>Life is complicated. We’re raised with rules. We’re raised to believe that life necessitates morals. I think that most of us have grown up with this modeled for us. Parents give rules and guidelines. They help set paths so that we aren’t led astray. As a parent myself, daily I’m faced with encouraging my kids to follow rules. I tell them it’s to keep them safe, to help them learn to obey, to show respect, to… to do it because I just said so!
Yet, in life we also have this inherent desire to push limits and decide which rules should be broken. Children are constantly found testing limits, at least in my house.
“What’s wrong with feeding the cat lunch meat on the brown chair?” Maybe it’s because we don’t even have a cat, that cat is the neighbors. And because that’s the only piece of furniture that doesn’t look like it’s been attacked by rabid monkeys.
“Why wont you let me jump on your bed?!” I wonder if it’s because that’s how you got seven staples in your head in the ER? Did that head injury affect your memory, too??
“Can I get a new, real tattoo?” When you’re old enough and you have a good idea…
This brings into play the “do as I say, not as I do” mentality. It seems inevitable that eventually those words will spill forth from our mouths, as we regret every syllable. But, as you run across the street to catch the dog without looking for cars, so it must be said.
Why does this all come up? Because, as child I was taught to not speak to strangers. Not to fear them either, but to be cautious. And, now as a parent I find myself thinking about “Stranger Danger” (thank you Berenstain Bears), and how to teach my kids. And I wonder how, after growing up and taking this lesson to heart, my mother never believed it herself.
My mom talked to a stranger, and not just any stranger, but a stranger that offered her chocolate. And then invited her to come to a house to get more “free” chocolate. Did she run? Did she flee? No. She, envisioning chocolate like Edmund envisions Turkish delight in the Chronicles of Narnia, wanted only more. Though, to her credit, unlike greedy little Edmund, she wanted to share the spoils. So, she invited me.
Words cannot describe the dread I faced as I approached the poorly lit house. And even after arriving and finding many familiar faces within(familiar only to my mother), I still couldn’t help but worry. I kept envisioning triangles and pyramids and other random geometric shapes. To be sure, everything I feared came to pass. We sat through an hour-long preview of what will soon be the nations next leading infomercial.
“It’s fun! It’s FUN! I like FUN! I like cookies! I never knew it could be SO FUN!”
“And yes, it’s true, she’s even a doctor. A real doctor!. A real doctor endorsing this!”
“It cured my diabetes, my blood pressure, my hypoglycemia, ADHD, glaucoma, even my iron deficiency, mermaid syndrome, narcolepsy, baldness, irrational fear of bats, my asthma, my head lice and I even grew back one of my missing toes!”

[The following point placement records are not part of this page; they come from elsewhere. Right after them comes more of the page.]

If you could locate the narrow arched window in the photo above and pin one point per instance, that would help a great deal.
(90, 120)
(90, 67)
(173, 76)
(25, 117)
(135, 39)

To be sure, after our secret meeting was over, it would happen sooner or later. Someone would be the first to leak the info on this miracle drug. I decided that someone would be me. How will we make millions? How will we cure almost every disease? What is this wonder-drug? Chocolate.
Yet, as much as I wont buy what they’re giving, I wont deny that I will continue to benefit from my own self-prescribed dosage. But, unlike as was recommended by these fun-loving strangers, I will not be eating my chocolate in the evening as a replacement for mouthwash. No eating after brushing my teeth is one rule I just can’t break.